Questi sistemi sono categoricamente vietati nell'Unione Europea. La loro messa in commercio o utilizzo comporta sanzioni severe. Appartengono a questa categoria:

  • Sistemi di valutazione del rischio di recidività basati su profiling automatizzato
  • Sistemi di categorizzazione di persone fisiche basati su caratteristiche personali sensibili
  • Sistemi di valutazione o classificazione di persone in contesti lavorativi o educativi
  • Sistemi di riconoscimento emotivo in ambito lavorativo o istruzione
  • Sistemi di valutazione del rischio individuale nel settore assicurativo o finanziario
  • Sistemi di manipolazione subliminale o sfruttamento di vulnerabilità
  • Sistemi di biometria a distanza in tempo reale nello spazio pubblico (con alcune eccezioni di sicurezza)

2. AI ad alto rischio

I sistemi ad alto rischio sono soggetti a requisiti rigorosi prima della messa sul mercato e durante tutto il ciclo di vita.

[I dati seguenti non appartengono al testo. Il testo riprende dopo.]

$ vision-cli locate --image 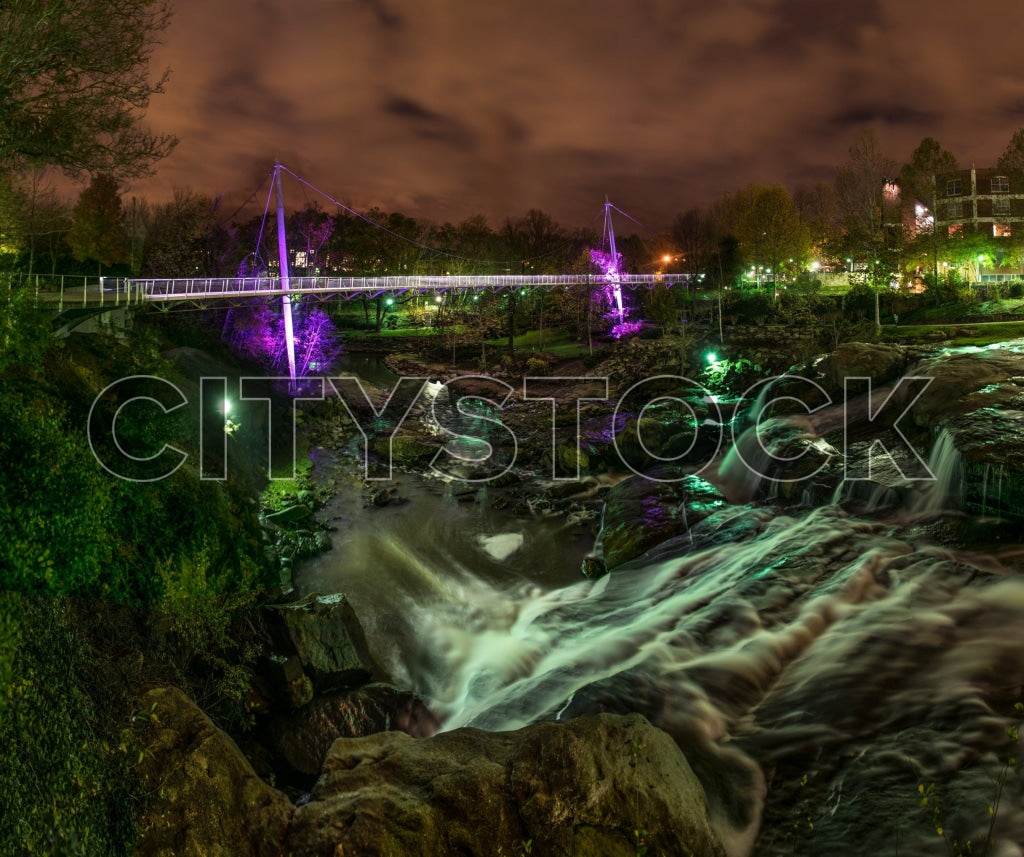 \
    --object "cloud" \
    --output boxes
[119,0,1024,227]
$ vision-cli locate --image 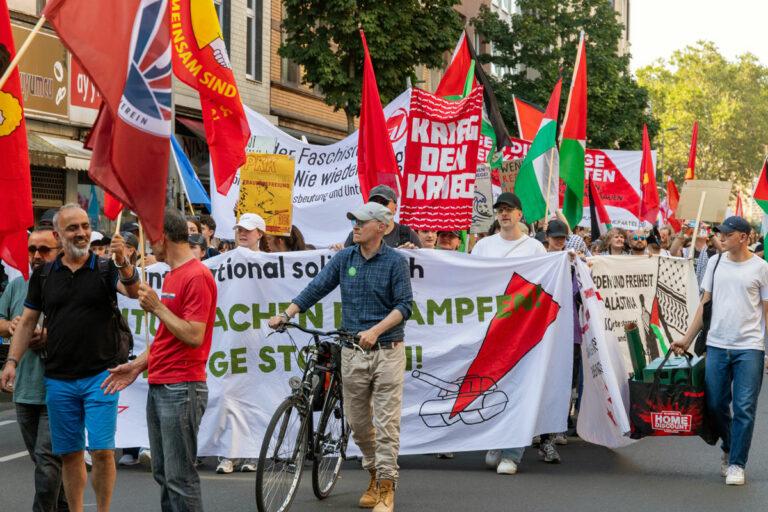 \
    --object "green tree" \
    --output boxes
[473,0,657,149]
[637,41,768,192]
[279,0,462,133]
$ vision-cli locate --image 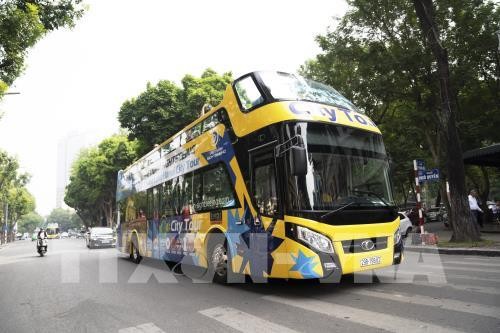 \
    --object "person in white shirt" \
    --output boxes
[469,190,483,228]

Si dividono in due sottocategorie:

Annex III (sistemi standalone): applicazioni AI utilizzate in settori critici come infrastrutture critiche, istruzione, occupazione, servizi essenziali privati e pubblici, procedure di asilo e immigrazione, amministrazione della giustizia.

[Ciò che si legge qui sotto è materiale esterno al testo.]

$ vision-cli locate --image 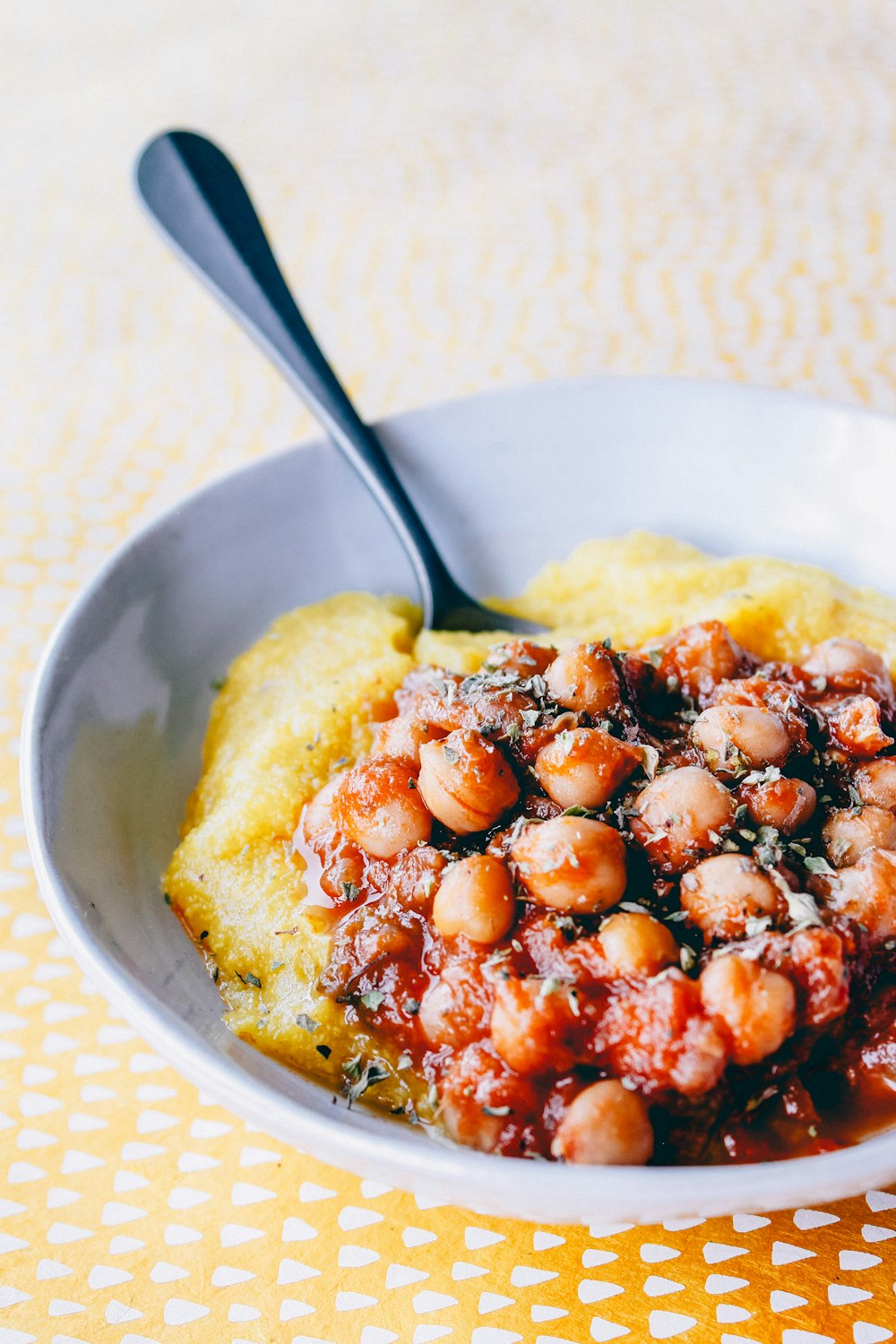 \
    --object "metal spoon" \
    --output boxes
[135,131,543,634]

Annex I (sistemi embedded): AI integrata in prodotti già regolamentati da normative UE specifiche (dispositivi medici, macchinari, veicoli, giocattoli, etc.).

3. AI a rischio limitato

I sistemi a rischio limitato devono rispettare principalmente obblighi di trasparenza. L'utente deve essere informato che sta interagendo con un sistema AI. Appartengono a questa categoria chatbot, sistemi di generazione di immagini/audio/video, e alcune applicazioni di deepfake.

4. AI a rischio minimo

La maggior parte delle applicazioni AI rientra in questa categoria. Sono liberamente utilizzabili senza specifici obblighi normativi, sebbene siano incoraggiate best practice volontarie.

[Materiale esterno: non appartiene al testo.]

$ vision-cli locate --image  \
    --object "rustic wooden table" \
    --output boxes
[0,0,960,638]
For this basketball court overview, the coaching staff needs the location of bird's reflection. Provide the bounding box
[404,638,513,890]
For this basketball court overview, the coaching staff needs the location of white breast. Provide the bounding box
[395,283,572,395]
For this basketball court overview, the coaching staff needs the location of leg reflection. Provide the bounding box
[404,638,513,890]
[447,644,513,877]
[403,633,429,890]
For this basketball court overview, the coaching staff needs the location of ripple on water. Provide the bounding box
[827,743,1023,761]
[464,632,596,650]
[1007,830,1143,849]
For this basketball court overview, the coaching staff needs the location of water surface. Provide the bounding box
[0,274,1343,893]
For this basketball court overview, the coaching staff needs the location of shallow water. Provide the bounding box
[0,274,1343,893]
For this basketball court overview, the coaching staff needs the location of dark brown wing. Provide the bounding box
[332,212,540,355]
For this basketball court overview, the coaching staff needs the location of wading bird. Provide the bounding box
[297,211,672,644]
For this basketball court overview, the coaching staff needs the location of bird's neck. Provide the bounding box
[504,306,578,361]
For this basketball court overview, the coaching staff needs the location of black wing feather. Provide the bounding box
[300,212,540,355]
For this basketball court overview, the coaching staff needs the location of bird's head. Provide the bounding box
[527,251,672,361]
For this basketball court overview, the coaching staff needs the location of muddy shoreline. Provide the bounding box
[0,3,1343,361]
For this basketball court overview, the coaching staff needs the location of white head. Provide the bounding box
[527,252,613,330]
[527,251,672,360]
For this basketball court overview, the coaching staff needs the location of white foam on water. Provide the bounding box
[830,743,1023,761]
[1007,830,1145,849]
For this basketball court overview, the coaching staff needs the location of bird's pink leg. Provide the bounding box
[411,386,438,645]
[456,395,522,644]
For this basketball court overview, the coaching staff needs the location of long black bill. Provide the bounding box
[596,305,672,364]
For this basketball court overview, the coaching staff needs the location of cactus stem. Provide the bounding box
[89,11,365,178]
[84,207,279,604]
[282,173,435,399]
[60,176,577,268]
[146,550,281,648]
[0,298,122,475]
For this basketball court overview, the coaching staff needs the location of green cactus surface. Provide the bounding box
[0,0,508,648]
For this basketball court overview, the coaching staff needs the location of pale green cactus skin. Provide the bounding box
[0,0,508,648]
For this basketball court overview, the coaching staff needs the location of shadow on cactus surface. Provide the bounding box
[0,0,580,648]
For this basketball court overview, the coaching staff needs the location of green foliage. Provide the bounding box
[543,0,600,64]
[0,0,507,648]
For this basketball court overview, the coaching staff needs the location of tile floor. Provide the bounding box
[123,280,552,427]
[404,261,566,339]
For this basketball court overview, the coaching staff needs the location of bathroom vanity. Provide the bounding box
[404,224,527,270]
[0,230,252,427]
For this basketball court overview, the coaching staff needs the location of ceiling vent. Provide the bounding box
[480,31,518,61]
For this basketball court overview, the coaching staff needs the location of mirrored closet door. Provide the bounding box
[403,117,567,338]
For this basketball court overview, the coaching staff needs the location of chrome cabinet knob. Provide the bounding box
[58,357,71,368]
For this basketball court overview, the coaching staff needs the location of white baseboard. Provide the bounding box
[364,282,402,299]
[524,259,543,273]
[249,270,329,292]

Le novità del Digital Omnibus 2026

Il Digital Omnibus, adottato a metà 2026, ha apportato modifiche significative alle scadenze per i sistemi ad alto rischio:

  • Annex III (standalone): scadenza spostata dal 2 agosto 2026 al 2 dicembre 2027
  • Annex I (embedded): scennario spostato dal 2 agosto 2026 al 2 agosto 2028

Le altre scadenze rimangono invariate: le pratiche vietate sono attive dal 2 febbraio 2025, le regole sui GPAI e le obbligazioni di trasparenza dal 2 agosto 2025.

Perché le proroghe?

La Commissione ha spiegato la necessità di queste proroghe con tre motivazioni principali:

  1. Standard non pronti: le norme tecniche armonizzate necessarie per le valutazioni di conformità non erano state finalizzate
  2. Infrastruttura di enforcement: gli organismi notificati richiedevano designazione e accreditamento; le autorità nazionali competenti necessitavano risorse e linee guida
  3. Readiness delle imprese: in particolare per le PMI nei settori medtech, HR tech e servizi finanziari, il carico normativo cumulativo di AI Act, DORA e NIS2 era ritenuto eccessivo

Cosa NON cambia con l'Omnibus

È importante sottolineare che il Digital Omnibus non riduce gli obblighi né crea esenzioni. Non:

  • Rimuove alcun obbligo esistente
  • Crea esenzioni per settori o dimensioni aziendali
  • Riduce le sanzioni per non conformità
  • Modifica la definizione di cosa costituisce AI ad alto rischio
  • Influenza le regole sui GPAI o le pratiche vietate

Gli obblighi per i sistemi ad alto rischio

I sistemi classificati come ad alto rischio devono rispettare requisiti rigorosi:

  • Sistema di gestione della qualità (QMS)
  • Documentazione tecnica completa e aggiornata
  • Marcatura CE prima della messa sul mercato
  • Valutazione di conformità da parte di organismi notificati
  • Registrazione nel database UE di AI ad alto rischio
  • Valutazione d'impatto sui diritti fondamentali per i sistemi pubblici
  • Sorveglianza post-market e reporting di incidenti

Implicazioni per le imprese

Le aziende devono immediatamente:

  1. Effettuare una mappatura completa dei sistemi AI utilizzati o sviluppati
  2. Classificare ogni sistema secondo il framework a quattro livelli
  3. Pianificare il percorso di conformità per i sistemi ad alto rischio
  4. Monitorare l'evoluzione delle norme tecniche armonizzate
  5. Considerare l'intersezione con altri regolamenti (DORA, NIS2, CRA)

Il Digital Omnibus offre alle imprese un respiro aggiuntivo, ma il percorso verso la conformità AI Act richiede pianificazione e investimenti significativi nella governance dell'intelligenza artificiale.